Re: [PATCH v1 3/7] spi: qspi-tegra: Add support for Tegra210 QSPI controller

Sowjanya Komatineni <skomatineni@xxxxxxxxxx> · Wed, 2 Dec 2020 11:17:18 -0800





On 12/2/20 9:27 AM, Mark Brown wrote:
On Tue, Dec 01, 2020 at 01:12:44PM -0800, Sowjanya Komatineni wrote:
Tegra SoC has a Quad SPI controller starting from Tegra210.

This patch adds support for Tegra210 QSPI controller.
This looks pretty clean but I've got a few questions below about how
this integrates with the frameworks as well as some more minor issues.

+config QSPI_TEGRA
+	tristate "Nvidia Tegra QSPI Controller"
Everything else in this file is SPI_, even the qspi controllers.
Will rename in v2
+++ b/drivers/spi/qspi-tegra.c
@@ -0,0 +1,1418 @@
+// SPDX-License-Identifier: GPL-2.0-only
+/*
+ * Copyright (C) 2020 NVIDIA CORPORATION.  All rights reserved.
+ */
Please make the entire comment a C++ one.  It also appears that the "All
rights reserved" here conflicts with the GPL-2.0-only SPDX statement...
Will fix in v2

+static void
+tegra_qspi_copy_client_txbuf_to_qspi_txbuf(struct tegra_qspi_data *tqspi,
+					   struct spi_transfer *t)
+{
+	/* Make the dma buffer to read by cpu */
+	dma_sync_single_for_cpu(tqspi->dev, tqspi->tx_dma_phys,
+				tqspi->dma_buf_size, DMA_TO_DEVICE);
+
+	if (tqspi->is_packed) {
+		unsigned int len = tqspi->curr_dma_words *
+				   tqspi->bytes_per_word;
+
+		memcpy(tqspi->tx_dma_buf, t->tx_buf + tqspi->cur_pos, len);
+		tqspi->cur_tx_pos += tqspi->curr_dma_words *
+				     tqspi->bytes_per_word;
It seems weird that this device needs us to do a memcpy() to do DMA,
most devices are able to DMA directly from the buffers provided by the
SPI API (and let the SPI core sync things).  What is going on here?

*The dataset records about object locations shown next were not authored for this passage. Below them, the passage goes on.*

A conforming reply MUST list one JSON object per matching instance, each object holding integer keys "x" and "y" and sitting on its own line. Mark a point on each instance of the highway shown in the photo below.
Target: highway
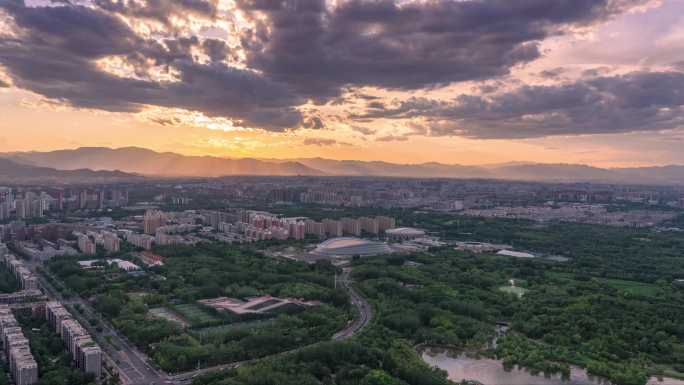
{"x": 365, "y": 311}
{"x": 132, "y": 365}
{"x": 364, "y": 308}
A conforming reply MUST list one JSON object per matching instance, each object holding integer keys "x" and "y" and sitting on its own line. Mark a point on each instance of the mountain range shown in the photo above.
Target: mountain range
{"x": 11, "y": 171}
{"x": 134, "y": 160}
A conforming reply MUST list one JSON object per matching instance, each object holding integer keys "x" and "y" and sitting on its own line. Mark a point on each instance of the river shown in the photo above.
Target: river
{"x": 491, "y": 372}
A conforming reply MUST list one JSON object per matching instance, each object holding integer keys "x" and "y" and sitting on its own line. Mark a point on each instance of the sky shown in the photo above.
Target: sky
{"x": 597, "y": 82}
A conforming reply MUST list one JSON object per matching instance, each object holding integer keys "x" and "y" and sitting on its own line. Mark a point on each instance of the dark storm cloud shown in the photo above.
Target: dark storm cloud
{"x": 407, "y": 45}
{"x": 160, "y": 10}
{"x": 638, "y": 101}
{"x": 56, "y": 53}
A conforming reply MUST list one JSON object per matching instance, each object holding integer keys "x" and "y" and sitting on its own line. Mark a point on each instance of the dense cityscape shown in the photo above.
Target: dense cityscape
{"x": 341, "y": 192}
{"x": 115, "y": 271}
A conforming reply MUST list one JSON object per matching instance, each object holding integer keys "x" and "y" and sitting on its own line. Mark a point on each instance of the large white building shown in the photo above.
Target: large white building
{"x": 349, "y": 246}
{"x": 404, "y": 233}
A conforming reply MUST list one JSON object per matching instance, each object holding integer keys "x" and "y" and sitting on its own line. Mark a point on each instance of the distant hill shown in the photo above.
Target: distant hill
{"x": 167, "y": 164}
{"x": 147, "y": 162}
{"x": 11, "y": 171}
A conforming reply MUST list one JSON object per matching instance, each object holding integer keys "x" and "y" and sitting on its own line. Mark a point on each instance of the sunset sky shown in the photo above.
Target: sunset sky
{"x": 471, "y": 82}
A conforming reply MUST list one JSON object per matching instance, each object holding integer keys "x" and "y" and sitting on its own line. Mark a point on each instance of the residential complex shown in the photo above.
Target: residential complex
{"x": 85, "y": 352}
{"x": 23, "y": 366}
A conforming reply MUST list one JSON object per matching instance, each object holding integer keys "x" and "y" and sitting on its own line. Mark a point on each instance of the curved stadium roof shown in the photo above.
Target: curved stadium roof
{"x": 349, "y": 246}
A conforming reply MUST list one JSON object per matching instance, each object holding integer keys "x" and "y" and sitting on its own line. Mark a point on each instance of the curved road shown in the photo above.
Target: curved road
{"x": 133, "y": 366}
{"x": 364, "y": 308}
{"x": 365, "y": 311}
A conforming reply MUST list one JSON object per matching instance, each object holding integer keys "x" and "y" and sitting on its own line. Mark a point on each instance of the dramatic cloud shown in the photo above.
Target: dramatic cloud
{"x": 284, "y": 56}
{"x": 639, "y": 101}
{"x": 57, "y": 52}
{"x": 160, "y": 10}
{"x": 323, "y": 142}
{"x": 320, "y": 48}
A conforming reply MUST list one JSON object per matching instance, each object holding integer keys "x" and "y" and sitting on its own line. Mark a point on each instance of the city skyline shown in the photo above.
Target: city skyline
{"x": 591, "y": 82}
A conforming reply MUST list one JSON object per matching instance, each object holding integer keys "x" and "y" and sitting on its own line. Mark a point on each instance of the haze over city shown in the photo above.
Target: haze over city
{"x": 341, "y": 192}
{"x": 596, "y": 82}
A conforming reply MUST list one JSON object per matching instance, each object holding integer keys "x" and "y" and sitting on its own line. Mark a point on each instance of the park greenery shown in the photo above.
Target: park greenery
{"x": 158, "y": 310}
{"x": 609, "y": 305}
{"x": 611, "y": 308}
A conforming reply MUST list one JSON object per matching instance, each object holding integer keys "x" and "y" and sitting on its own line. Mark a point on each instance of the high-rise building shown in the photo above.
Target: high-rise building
{"x": 83, "y": 199}
{"x": 84, "y": 351}
{"x": 351, "y": 226}
{"x": 22, "y": 365}
{"x": 85, "y": 244}
{"x": 141, "y": 240}
{"x": 314, "y": 228}
{"x": 153, "y": 220}
{"x": 333, "y": 228}
{"x": 385, "y": 223}
{"x": 111, "y": 242}
{"x": 296, "y": 230}
{"x": 370, "y": 225}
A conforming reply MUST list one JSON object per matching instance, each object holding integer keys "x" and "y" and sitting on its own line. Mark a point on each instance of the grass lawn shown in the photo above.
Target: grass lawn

For transfers of size more than max DMA transfer limit, data transfer 
happens in multiple iterations with each iteration transferring up to 
max DMA transfer limit.

So using separate dma buffers and on every iteration copying them to SPI 
core provided tx/rx buffers.

Transferring data logic in this driver is similar as Tegra SPI driver 
except register changes and some QSPI specific register programming.


+	tegra_qspi_writel(tqspi, status, QSPI_FIFO_STATUS);
+	while ((status & QSPI_FIFO_EMPTY) != QSPI_FIFO_EMPTY) {
+		status = tegra_qspi_readl(tqspi, QSPI_FIFO_STATUS);
+		if (time_after(jiffies, timeout)) {
+			dev_err(tqspi->dev,
+				"timeout waiting for fifo flush\n");
+			return -EIO;
+		}
+
+		udelay(1);
+	}
It'd be good to put a cpu_relax() in the busy loop.
Will update in v2.

+static u32 tegra_qspi_setup_transfer_one(struct spi_device *spi,
+					 struct spi_transfer *t,
+					 bool is_first_of_msg)
+{
+		/* toggle cs to active state */
+		if (spi->mode & SPI_CS_HIGH)
+			command1 |= QSPI_CS_SW_VAL;
+		else
+			command1 &= ~QSPI_CS_SW_VAL;
+		tegra_qspi_writel(tqspi, command1, QSPI_COMMAND1);
This is worrying, the client device might be confused if /CS is doing
things outside of the standard handling.

Do you mean to honor spi_transfer cs_change flag?

Tegra QSPI is master and is used only with QSPI flash devices. Looking 
at SPI NOR driver, I see QSPI Flash commands are executed with one flash 
command per spi_message and I dont see cs_change flag usage w.r.t QSPI 
flash. So, using SW based CS control for QSPI.

Please correct me if I miss something to understand here.

Also Tegra186 and later QSPI controller supports combined sequence mode 
where command, address, data phases can be combined in a single GO.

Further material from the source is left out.